Interdisciplinary Data Science - Master [2 Years]
$65,684 /Yr On-campus full_time

Master of Science [M.S] Data Science

  • Master in Interdisciplinary Data Science is a two-year program at Duke University.
  • It is an on-campus program offered on a full-time basis.
  • Students will work with Duke’s elite faculty in fields across the university including computer science, statistics, math, economics, political science, sociology, medicine, neuroscience, law, and history.
  • Master in Interdisciplinary Data Science program is structured to connect technical learning and expertise with the many domains in need of data insights.
  • MIDS combines rigorous computational and technical training with field knowledge and repeated practice in critical thinking, teamwork, communication, and collaborative leadership to generate data scientists who can add value to any field.
  • The enrollment of the students in this program is 35 – 40.

Tution & Application Fees

Year Year 1 Year 2
Tuition Fees $60220 $60220
Health Insurance $3375 $3375
Books and supply $668 $668
Other Fees $1421 $1421
Total Fees $65684 $65684

Examinations

Exam Type Exam Name Score Out of Score Exam Level
IELTS International English Language Testing System 7.0 9 3
TOEFL Test of English as a Foreign Language 90 120 3
GRE Graduate Record Examination 315 340 2

Academic Eligibility: 

  • Students must have a  bachelor's degree from an accredited institution.
  • Students required an average grade of 3.0 on a 4.0 scale.

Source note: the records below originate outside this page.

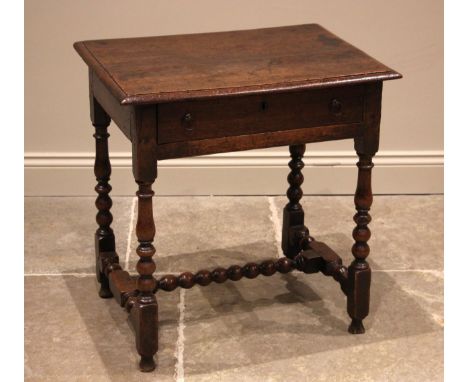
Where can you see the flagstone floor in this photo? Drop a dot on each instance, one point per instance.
(282, 328)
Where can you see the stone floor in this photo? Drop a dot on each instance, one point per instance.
(282, 328)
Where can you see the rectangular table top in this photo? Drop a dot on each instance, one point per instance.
(168, 68)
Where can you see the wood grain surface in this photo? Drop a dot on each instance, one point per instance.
(167, 68)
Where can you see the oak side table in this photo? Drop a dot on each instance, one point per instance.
(187, 95)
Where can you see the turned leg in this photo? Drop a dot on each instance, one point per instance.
(145, 310)
(104, 236)
(359, 273)
(293, 214)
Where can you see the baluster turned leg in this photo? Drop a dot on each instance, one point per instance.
(359, 272)
(293, 214)
(104, 236)
(145, 309)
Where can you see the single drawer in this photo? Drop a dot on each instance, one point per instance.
(241, 115)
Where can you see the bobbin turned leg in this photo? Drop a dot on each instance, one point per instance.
(293, 214)
(144, 310)
(104, 236)
(359, 272)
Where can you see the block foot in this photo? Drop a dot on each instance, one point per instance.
(356, 327)
(147, 364)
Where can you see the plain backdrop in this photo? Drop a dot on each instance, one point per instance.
(406, 35)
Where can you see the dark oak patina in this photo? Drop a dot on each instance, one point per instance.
(186, 95)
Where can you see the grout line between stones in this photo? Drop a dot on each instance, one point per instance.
(129, 236)
(274, 217)
(179, 375)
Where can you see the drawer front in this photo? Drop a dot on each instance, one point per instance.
(241, 115)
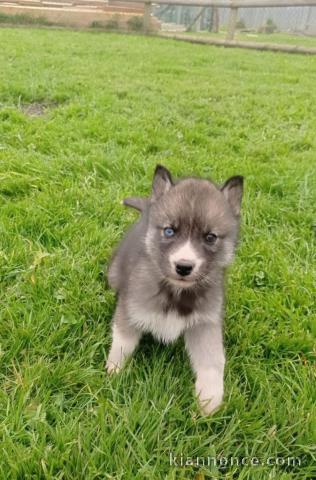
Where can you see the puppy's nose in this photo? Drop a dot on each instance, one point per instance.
(184, 268)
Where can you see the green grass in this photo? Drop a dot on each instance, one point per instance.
(116, 106)
(279, 38)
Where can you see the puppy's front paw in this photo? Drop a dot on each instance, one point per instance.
(112, 368)
(210, 393)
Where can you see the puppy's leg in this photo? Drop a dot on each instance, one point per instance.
(204, 344)
(125, 339)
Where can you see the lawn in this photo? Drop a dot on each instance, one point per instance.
(84, 119)
(276, 38)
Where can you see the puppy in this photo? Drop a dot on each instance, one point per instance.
(169, 274)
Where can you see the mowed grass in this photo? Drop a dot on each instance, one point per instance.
(108, 109)
(276, 38)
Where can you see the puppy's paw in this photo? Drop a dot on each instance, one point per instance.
(112, 368)
(210, 395)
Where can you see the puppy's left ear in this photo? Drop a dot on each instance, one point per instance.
(233, 190)
(162, 182)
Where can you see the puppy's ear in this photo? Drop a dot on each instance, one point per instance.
(136, 202)
(162, 182)
(233, 190)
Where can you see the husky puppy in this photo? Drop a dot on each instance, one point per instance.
(169, 274)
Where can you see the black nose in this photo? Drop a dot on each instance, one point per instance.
(184, 269)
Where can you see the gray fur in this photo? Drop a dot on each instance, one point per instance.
(153, 297)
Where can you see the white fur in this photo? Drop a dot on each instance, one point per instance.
(165, 327)
(187, 253)
(204, 344)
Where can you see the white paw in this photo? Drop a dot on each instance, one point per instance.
(112, 367)
(210, 394)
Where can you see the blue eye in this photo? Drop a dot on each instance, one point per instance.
(169, 232)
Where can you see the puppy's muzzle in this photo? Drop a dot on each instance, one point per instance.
(184, 268)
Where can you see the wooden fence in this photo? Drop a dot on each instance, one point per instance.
(233, 6)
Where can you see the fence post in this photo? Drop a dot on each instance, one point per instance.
(147, 15)
(233, 14)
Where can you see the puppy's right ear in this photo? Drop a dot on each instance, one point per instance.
(162, 182)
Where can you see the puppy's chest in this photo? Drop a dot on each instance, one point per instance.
(166, 327)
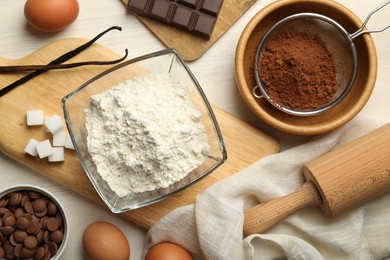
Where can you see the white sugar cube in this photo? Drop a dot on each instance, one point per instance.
(31, 147)
(44, 148)
(54, 123)
(57, 155)
(34, 117)
(68, 142)
(59, 138)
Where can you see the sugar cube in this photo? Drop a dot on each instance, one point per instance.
(44, 148)
(68, 142)
(57, 155)
(54, 123)
(59, 138)
(34, 117)
(31, 148)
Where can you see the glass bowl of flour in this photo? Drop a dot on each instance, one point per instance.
(143, 130)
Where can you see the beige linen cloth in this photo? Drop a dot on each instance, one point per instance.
(212, 227)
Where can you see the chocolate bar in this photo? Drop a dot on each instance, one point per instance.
(195, 16)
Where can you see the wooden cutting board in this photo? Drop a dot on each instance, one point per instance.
(244, 143)
(192, 47)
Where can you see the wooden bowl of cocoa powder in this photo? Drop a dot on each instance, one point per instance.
(333, 118)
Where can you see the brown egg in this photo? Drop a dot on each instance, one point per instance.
(51, 15)
(103, 240)
(167, 251)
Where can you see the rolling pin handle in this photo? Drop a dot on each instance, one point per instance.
(262, 217)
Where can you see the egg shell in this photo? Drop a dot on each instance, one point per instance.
(51, 15)
(167, 251)
(102, 240)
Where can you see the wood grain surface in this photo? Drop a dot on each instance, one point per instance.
(245, 144)
(192, 47)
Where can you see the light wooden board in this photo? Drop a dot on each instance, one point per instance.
(192, 47)
(244, 143)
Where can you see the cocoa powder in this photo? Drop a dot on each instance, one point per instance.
(298, 71)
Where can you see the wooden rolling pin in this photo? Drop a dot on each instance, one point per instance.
(344, 178)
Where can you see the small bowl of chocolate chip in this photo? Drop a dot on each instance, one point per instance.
(33, 224)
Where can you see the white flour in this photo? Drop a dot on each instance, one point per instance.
(145, 134)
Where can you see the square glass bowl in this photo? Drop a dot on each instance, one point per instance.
(75, 103)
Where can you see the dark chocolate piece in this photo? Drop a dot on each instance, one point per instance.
(196, 16)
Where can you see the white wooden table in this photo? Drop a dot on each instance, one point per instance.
(214, 70)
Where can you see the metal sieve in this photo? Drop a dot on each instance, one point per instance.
(338, 42)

Indian Student Eligibility:

Indian students are eligible to apply if they meet one of the following eligibility criteria:

  • Students must complete a 4-year undergraduate degree from a recognized institution
  • Or, students completed a master's degree with first-class in a relevant field from a recognized institution.

Along with the minimum eligibility requirements, international students hailing from non-English speaking countries need to prove English proficiency through IELTS/TOEFL/any equivalent test to get admission to this program.